The chairperson of an Irish Farmers’ Association (IFA) county executive is calling on Minister for Agriculture, Food and the Marine Charlie McConalogue to announce the details of the silage support scheme “before it’s too late”.

Mayo IFA chairperson Jarlath Walsh was speaking on Friday (June 3) after he held a meeting with local politicians on his farm.

Walsh said that it is “essential” that details of the scheme are announced now.

The scheme, which was announced last month, is set to pay farmers €100/ha for all silage cut up to 10ha, for a total potential payment of €1,000/farmer.

“We are now in the month of June and the best grass-growing month of May has already passed,” the Knock-based farmer said.

Walsh, who farms in partnership with his wife Anne and son Danny, argued that it was time for Minister McConalogue to announce further details of the scheme.

However, even with that scheme in place, the Mayo IFA chair said that further aid will be needed as the year goes on to help farmers secure enough winter fodder for the 2022-2023 winter period.

“Immediate measures to help alleviate input costs on farms are needed from government,” Walsh concluded.

Similar concerns around fodder for this year were raised directly with the minister at the annual general meeting (AGM) of the Irish Natural and Hill Farmers’ Association (INHFA) last week.
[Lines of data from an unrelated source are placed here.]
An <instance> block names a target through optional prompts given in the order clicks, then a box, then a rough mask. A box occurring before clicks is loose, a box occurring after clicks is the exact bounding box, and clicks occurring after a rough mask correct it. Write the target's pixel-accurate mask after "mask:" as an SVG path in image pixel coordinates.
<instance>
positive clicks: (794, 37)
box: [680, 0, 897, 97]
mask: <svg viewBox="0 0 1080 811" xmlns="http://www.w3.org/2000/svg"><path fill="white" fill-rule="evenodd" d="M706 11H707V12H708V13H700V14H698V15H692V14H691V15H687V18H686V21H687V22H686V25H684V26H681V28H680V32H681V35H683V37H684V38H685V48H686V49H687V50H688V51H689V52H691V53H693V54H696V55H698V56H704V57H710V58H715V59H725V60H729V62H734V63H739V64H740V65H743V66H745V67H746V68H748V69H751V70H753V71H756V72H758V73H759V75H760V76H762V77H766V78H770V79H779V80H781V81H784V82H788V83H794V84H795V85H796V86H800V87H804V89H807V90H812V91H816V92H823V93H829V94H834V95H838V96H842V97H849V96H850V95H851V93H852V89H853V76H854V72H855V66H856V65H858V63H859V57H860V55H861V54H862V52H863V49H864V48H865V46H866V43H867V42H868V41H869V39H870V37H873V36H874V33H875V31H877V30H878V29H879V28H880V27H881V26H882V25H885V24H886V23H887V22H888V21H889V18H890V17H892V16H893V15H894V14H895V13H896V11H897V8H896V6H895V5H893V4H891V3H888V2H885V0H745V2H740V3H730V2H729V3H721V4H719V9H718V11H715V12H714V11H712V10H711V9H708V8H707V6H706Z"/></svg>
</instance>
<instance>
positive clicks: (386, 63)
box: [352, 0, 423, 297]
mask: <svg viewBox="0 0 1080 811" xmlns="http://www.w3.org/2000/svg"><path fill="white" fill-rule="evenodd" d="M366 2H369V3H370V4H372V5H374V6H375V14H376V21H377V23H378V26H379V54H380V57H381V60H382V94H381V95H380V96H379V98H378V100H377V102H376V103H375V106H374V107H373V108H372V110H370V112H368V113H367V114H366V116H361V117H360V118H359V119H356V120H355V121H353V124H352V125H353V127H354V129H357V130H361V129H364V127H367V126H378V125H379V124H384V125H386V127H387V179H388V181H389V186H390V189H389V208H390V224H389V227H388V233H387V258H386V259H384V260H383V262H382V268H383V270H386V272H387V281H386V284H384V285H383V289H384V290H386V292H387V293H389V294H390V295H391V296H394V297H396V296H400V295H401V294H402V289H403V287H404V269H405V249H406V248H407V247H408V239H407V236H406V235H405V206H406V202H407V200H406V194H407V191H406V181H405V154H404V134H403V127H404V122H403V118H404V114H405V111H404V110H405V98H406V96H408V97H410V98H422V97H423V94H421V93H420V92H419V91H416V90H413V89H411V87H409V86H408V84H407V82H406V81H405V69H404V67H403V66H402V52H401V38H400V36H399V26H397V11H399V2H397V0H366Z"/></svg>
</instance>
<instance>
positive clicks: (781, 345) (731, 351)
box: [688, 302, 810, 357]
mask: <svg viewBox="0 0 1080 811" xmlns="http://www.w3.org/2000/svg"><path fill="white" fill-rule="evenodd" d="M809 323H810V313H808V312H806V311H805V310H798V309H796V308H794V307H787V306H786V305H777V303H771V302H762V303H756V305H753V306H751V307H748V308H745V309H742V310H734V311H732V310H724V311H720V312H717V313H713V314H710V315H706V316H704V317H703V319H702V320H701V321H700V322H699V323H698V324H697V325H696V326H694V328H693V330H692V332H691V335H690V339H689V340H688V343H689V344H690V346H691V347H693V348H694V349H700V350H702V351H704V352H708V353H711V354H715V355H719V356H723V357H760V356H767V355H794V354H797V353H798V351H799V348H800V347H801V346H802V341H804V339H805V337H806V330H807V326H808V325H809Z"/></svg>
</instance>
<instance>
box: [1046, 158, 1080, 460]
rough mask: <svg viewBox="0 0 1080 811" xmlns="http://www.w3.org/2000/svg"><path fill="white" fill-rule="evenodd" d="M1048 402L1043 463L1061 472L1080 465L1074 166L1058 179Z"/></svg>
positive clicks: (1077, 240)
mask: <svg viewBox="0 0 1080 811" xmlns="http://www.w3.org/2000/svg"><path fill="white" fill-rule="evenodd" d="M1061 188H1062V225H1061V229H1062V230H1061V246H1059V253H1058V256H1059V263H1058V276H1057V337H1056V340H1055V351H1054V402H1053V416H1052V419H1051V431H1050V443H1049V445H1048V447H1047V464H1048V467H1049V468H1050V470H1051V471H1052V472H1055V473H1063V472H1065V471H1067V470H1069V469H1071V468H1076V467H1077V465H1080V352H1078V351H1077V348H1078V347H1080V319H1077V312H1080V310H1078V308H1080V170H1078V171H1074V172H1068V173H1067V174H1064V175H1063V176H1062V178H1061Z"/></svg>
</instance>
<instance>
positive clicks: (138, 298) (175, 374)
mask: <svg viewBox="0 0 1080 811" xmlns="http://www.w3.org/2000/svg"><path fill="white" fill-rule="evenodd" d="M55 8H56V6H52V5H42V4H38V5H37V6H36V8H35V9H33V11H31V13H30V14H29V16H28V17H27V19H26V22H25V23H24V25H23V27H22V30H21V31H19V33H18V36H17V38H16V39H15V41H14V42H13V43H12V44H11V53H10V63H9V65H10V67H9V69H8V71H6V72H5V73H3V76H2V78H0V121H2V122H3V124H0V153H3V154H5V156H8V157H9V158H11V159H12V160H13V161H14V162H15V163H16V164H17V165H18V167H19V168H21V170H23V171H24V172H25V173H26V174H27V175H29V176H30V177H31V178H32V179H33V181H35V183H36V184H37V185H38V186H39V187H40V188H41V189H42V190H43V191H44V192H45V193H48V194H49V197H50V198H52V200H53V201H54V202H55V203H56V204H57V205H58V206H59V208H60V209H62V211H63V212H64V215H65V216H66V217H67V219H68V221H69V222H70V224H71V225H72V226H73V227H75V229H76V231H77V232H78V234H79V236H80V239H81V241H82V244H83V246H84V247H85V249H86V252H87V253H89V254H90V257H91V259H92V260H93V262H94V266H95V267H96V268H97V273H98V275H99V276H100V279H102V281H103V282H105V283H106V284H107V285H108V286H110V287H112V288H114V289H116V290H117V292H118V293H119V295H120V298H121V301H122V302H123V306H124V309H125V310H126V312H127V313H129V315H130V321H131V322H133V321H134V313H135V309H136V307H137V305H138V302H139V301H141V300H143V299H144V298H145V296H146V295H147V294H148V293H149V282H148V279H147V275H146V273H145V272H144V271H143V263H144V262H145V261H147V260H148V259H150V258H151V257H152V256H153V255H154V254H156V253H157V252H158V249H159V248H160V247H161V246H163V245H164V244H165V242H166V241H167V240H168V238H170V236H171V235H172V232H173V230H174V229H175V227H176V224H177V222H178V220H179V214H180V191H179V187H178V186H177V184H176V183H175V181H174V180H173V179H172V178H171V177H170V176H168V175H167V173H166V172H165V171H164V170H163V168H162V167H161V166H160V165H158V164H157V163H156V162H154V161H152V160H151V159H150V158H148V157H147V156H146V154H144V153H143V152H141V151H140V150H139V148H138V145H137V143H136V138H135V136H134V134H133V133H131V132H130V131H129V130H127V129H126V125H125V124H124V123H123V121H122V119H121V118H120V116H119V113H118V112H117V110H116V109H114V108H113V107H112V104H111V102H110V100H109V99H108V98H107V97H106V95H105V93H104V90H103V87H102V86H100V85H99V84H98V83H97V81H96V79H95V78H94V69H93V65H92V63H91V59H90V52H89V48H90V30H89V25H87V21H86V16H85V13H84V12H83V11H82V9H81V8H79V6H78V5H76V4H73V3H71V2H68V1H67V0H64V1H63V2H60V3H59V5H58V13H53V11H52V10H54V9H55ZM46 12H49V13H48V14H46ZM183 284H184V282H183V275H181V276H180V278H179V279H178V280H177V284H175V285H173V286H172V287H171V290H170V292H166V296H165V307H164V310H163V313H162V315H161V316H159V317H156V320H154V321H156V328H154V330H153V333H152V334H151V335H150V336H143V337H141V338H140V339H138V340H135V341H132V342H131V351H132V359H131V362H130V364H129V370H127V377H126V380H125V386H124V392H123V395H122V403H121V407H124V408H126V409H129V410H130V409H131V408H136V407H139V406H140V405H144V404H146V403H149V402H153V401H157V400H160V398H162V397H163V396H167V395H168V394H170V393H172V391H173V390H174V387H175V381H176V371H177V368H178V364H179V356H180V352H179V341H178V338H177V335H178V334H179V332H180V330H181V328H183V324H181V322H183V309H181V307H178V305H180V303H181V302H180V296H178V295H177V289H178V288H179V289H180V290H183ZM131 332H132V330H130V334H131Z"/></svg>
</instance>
The INHFA told the minister that additional support on top of the silage support scheme would be necessary.

The AGM was held last Thursday (June 2) with the minister in attendance. The farm organisation called for further support to assist farmers with spiraling costs.

Vincent Roddy, the INHFA president, said in his closing address that farmers “need support and certainty”, and called on the minister to “consider top-up payments to existing schemes, such as the Sheep Welfare Scheme, our suckler support schemes and the Areas of Natural Constraints [ANC] scheme as a mechanism to pay farmers”.

Roddy welcomed the measures announced last month to support farmers in making hay and silage. However, he noted: “There are some farmers, especially in hill areas, that are not in the position to make hay or silage, and who buy-in all their fodder supplies.”